Any bank creeping up on the $10 billion-asset threshold might want to think twice about making that next acquisition.
The House Financial Services Committee has already approved legislation that would put only banks with $10 billion of assets or more under the purview of a new consumer protection regulator, and it is considering a bill that would require all banks above the $10 billion mark to shoulder the cost of rescuing systemically important institutions should they fail.

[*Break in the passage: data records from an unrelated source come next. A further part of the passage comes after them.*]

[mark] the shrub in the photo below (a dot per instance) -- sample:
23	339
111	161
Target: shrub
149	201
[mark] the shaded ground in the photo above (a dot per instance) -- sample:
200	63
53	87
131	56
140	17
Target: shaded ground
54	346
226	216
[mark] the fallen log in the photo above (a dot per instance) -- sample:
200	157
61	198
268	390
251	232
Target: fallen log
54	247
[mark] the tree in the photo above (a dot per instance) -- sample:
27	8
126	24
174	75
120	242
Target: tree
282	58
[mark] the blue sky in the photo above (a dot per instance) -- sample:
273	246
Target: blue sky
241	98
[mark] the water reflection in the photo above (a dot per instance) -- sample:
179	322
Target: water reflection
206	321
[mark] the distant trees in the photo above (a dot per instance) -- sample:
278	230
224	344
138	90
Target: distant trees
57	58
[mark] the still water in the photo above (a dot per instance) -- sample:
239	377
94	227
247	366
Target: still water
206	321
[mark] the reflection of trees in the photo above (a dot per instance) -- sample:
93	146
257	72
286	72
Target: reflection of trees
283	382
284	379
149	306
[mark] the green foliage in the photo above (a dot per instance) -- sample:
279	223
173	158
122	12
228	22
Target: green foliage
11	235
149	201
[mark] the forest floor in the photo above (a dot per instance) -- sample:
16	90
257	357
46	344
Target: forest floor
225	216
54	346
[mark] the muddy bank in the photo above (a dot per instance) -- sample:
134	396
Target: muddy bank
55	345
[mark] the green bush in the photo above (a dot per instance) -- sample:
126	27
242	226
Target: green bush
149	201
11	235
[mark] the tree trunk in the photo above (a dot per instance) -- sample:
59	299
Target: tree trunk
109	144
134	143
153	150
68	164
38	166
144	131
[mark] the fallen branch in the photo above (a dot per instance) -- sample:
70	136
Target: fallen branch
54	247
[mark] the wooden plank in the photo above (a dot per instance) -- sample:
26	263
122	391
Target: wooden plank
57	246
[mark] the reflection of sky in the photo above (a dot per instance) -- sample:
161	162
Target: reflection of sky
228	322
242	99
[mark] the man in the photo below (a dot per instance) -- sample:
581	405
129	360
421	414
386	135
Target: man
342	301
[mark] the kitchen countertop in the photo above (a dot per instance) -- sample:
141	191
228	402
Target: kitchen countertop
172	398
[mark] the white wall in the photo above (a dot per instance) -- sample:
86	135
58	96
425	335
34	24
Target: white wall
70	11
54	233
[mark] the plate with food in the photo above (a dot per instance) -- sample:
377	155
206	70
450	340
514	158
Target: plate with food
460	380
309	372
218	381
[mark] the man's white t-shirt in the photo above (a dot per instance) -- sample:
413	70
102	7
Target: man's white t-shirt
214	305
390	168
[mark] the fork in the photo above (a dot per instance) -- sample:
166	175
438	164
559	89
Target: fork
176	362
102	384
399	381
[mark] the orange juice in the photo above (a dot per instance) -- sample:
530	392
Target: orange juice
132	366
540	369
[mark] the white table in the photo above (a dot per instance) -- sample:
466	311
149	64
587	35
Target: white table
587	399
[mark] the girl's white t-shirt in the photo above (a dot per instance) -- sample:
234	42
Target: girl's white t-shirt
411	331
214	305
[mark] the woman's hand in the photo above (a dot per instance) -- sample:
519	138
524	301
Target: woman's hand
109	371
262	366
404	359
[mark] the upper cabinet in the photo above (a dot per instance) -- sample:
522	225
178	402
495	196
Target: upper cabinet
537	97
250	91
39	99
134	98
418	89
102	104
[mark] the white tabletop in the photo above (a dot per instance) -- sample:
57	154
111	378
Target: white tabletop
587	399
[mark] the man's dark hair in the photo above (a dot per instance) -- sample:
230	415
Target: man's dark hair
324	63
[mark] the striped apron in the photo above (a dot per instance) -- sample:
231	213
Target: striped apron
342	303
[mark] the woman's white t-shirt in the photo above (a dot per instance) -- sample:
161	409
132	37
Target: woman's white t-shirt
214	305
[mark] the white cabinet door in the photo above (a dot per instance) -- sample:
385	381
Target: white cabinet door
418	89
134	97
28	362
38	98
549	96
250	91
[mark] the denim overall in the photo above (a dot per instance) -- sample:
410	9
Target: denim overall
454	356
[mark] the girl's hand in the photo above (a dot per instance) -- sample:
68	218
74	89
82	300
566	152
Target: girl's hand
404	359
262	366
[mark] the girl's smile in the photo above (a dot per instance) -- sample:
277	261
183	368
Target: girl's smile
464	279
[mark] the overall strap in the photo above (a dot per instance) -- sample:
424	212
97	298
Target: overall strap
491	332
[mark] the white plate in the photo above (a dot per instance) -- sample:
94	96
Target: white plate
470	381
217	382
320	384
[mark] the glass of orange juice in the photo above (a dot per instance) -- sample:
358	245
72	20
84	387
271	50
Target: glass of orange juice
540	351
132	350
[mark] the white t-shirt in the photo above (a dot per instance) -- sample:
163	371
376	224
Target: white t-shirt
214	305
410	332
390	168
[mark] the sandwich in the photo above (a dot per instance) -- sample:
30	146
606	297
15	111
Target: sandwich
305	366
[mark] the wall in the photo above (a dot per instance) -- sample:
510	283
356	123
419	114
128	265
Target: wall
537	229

How Congress arrived at the $10 billion figure for resolving big-bank failures is unclear, but, at mid-tier banks, the outrage was palpable. "If Goldman Sachs does something screwy, why should I have to pay?" Gerald H. Lipkin, the chairman and CEO at the $14.2 billion-asset Valley National Bancorp said to American Banker. "You're going to hit me on the head because some regulator didn't do his job?"

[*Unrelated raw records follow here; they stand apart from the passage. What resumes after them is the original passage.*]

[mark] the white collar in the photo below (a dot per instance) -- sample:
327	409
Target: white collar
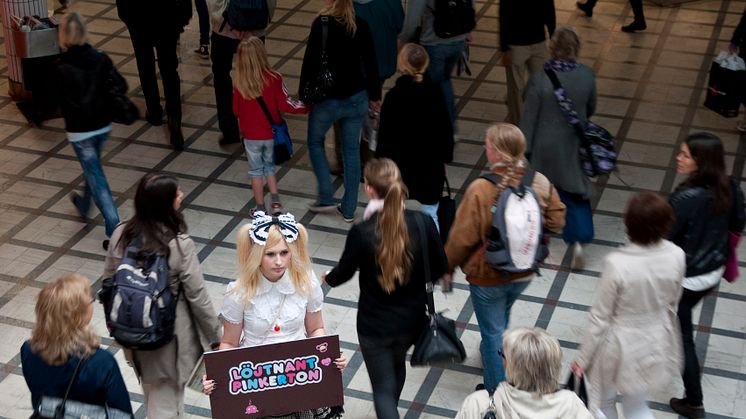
284	285
374	206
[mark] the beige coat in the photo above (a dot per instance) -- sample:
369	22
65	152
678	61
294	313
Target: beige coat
633	338
511	403
197	327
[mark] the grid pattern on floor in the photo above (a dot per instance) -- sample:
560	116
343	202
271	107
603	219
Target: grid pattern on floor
650	93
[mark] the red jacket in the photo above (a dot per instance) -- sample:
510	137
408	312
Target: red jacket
251	119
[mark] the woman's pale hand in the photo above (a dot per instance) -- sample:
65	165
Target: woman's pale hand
577	369
208	386
341	362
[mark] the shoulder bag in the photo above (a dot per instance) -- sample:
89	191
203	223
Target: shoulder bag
438	343
317	89
56	408
283	145
597	154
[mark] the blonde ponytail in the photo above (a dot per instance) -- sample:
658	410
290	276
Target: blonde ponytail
393	255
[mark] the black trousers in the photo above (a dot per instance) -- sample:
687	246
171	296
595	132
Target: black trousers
691	375
147	44
636	8
385	361
223	49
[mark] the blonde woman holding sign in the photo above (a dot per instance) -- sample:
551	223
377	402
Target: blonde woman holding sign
277	297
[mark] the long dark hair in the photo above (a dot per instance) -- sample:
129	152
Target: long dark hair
155	221
707	151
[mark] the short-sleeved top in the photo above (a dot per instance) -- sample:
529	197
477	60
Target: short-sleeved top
260	314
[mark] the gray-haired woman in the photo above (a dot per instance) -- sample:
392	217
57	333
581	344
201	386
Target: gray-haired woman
533	359
553	143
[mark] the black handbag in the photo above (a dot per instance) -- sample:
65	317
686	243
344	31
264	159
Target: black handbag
577	386
317	89
446	213
123	111
56	408
438	343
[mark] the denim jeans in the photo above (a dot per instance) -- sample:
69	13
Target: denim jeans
443	59
492	306
204	21
432	212
349	113
385	361
96	186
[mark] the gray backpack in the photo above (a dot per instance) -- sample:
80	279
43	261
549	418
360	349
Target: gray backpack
516	242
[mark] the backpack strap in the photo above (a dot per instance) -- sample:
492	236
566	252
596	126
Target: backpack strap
266	110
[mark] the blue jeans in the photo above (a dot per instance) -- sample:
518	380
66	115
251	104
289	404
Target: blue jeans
349	113
443	59
492	306
96	186
432	212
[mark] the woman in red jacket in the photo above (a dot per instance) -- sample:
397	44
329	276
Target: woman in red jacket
255	81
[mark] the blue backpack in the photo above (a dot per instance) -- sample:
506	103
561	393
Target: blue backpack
138	303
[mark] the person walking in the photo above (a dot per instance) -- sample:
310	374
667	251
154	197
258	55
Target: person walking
638	24
163	372
64	351
707	206
523	44
527	394
275	281
493	292
154	30
444	53
738	46
553	144
414	120
224	42
350	58
86	109
258	86
632	345
387	249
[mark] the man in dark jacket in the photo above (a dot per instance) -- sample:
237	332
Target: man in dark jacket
522	41
157	26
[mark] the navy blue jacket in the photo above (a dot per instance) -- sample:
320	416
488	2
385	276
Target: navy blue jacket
99	379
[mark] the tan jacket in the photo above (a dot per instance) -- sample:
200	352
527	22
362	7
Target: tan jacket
197	327
633	339
465	246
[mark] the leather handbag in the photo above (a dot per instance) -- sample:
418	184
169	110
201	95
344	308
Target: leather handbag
317	89
596	151
283	145
56	408
446	213
438	343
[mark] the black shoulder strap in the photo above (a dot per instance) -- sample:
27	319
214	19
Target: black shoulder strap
266	110
426	265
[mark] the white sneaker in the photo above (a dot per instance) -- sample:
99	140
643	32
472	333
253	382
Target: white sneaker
578	260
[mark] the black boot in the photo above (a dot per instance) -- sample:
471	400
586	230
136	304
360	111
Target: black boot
635	26
176	136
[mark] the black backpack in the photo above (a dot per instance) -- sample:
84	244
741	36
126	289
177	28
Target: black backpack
139	306
453	17
246	15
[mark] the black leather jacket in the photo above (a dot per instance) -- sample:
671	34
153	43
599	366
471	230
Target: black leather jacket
81	88
702	234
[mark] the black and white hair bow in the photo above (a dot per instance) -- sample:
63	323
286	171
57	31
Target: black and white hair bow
261	223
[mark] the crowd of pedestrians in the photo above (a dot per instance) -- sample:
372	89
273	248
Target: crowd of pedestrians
640	331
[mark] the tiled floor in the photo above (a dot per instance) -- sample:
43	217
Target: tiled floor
651	86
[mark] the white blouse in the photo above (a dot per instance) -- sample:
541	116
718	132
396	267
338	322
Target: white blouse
261	322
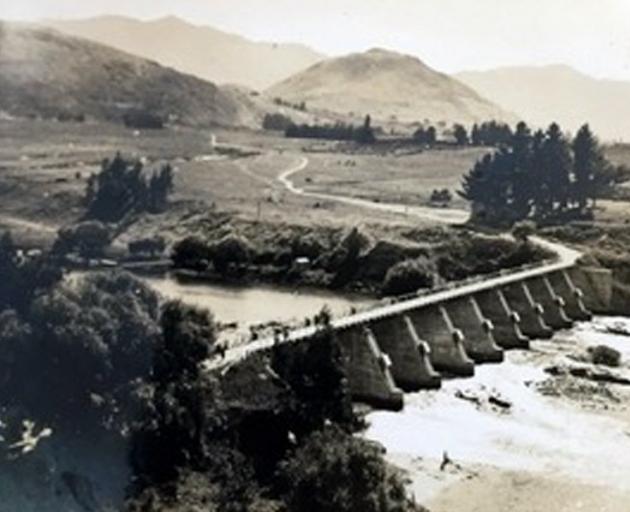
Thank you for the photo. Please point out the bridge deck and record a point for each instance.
(566, 258)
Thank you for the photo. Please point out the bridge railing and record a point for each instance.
(452, 285)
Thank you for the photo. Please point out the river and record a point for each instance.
(567, 433)
(250, 305)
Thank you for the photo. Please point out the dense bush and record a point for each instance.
(334, 472)
(231, 251)
(409, 276)
(191, 252)
(153, 246)
(88, 341)
(23, 277)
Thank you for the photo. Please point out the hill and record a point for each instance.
(199, 50)
(559, 93)
(386, 84)
(46, 74)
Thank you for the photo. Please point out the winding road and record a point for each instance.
(441, 215)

"I don't think we can solve this issue by drawing a line in the sand, but if we have to draw a line in the sand, I think it should be $100 billion, because that is where the risk-taking happened," said Dick Evans, the chairman and CEO at the $16 billion-asset Frost Bank in San Antonio.
Jeff Davis, an analyst at FTN Equity Capital Markets Corp., suggests that the size cutoff might even give banks in, say, the $8 billion or $9 billion range, pause about getting much bigger. "I think if it passes there will be less lending," he said. "It will certainly encourage any bank that doesn't have really large aspirations to stay put."